PROJECT SUMMARY / ABSTRACT
Mucus hypersecretion and goblet cell metaplasia are central features of many lung diseases. No
treatments exist for goblet cell metaplasia in Th2-low asthma, chronic bronchitis, and cystic fibrosis. In
contrast, Th2-high asthma has well-described drivers (e.g., IL13) and available treatments. Patients with
untreated goblet cell metaplasia suffer disabling symptoms, frequent hospitalizations, and high healthcare
costs. The overall objective of this proposal is to determine the role of heat-shock protein 90 (HSP90) in
airway goblet cell metaplasia. My central hypothesis is that inhibition of HSP90 induces goblet to
ciliated cell transdifferentiation. Robust preliminary data supports this hypothesis: 1) IL13 induces goblet
cell metaplasia in human airway epithelia, with a negative correlation between goblet and ciliated cell
abundance, 2) HSP90 inhibition reverts IL13- and IL17-induced goblet cell metaplasia without inducing cell
death, and 3) HSP90 inhibition blocks ERBB2/EGFR signaling in IL13-stimulated airway epithelia. I propose
three specific aims:
Specific Aim 1: Is HSP90 required for goblet cell metaplasia in airway epithelia? I will address this aim
using human and mouse deletion of HSP90 gene isoforms. I will expose gene-edited mice and human
airway cells in vitro to IL13 or IL17.
Specific Aim 2: Does HSP90 inhibition induce transdifferentiation of goblet cells into ciliated cells? I will
address this aim with lineage tracing of human airway cells exposed to IL13, IL17, and HSP90 inhibitors.

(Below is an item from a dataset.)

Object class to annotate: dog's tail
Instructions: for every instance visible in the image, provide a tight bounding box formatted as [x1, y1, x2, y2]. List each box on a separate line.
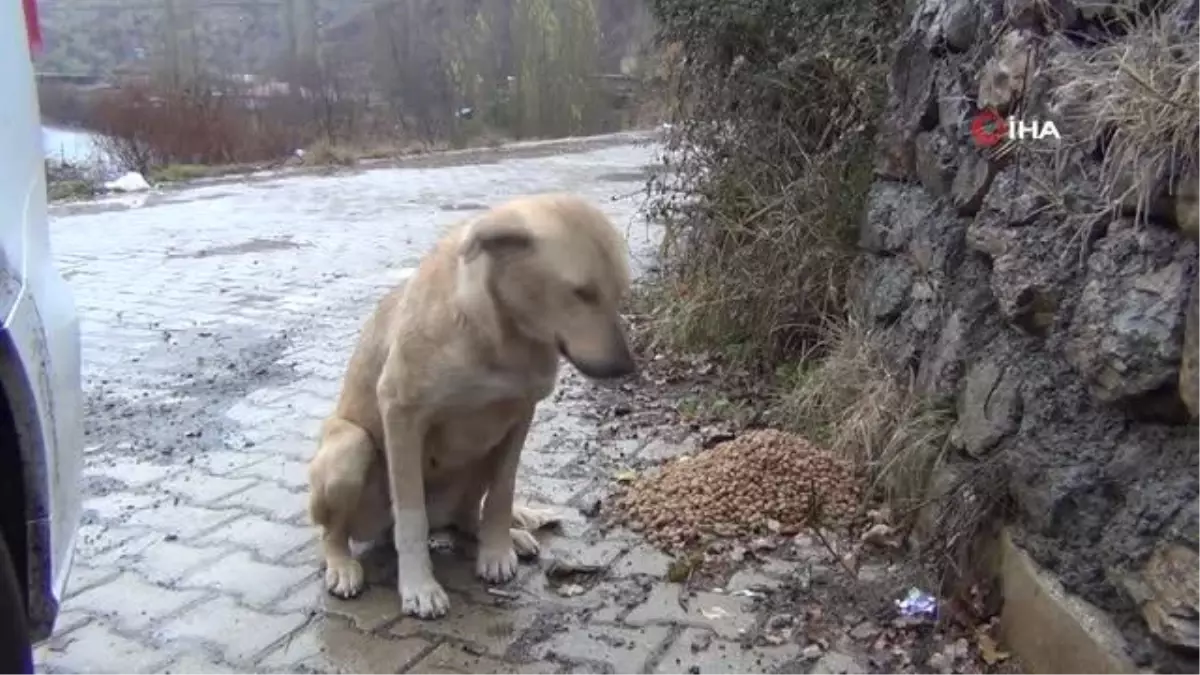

Specific Aim 3: Is apical membrane HSP90 localization required for ERBB2 signaling in goblet cell
metaplasia? I will address this aim with protein phosphorylation and localization assays. I will expose
human airway epithelia to HSP90 blocking antibodies before and after IL13 or IL17 stimulation.
With the completion of this proposal, I expect to have identified novel mechanisms and treatment targets
to revert airway goblet cell metaplasia. Treating goblet cell metaplasia caused by various triggers (e.g., IL13
and IL17) may improve many lung diseases.
The University of Iowa has a longstanding history of support to its junior faculty. My mentor, Dr. Zabner,
is also a Latino Physician-Scientist. Dr. Zabner is a national leader in epithelial lung biology, cystic fibrosis,
and gene therapy. He has mentored several K awardees to independence and successful careers as
Physician-Scientists. This K-award will expand my research skills to developmental biology and viral
vectors. These tools may enable gene therapy in the future and support a cure for chronic bronchitis.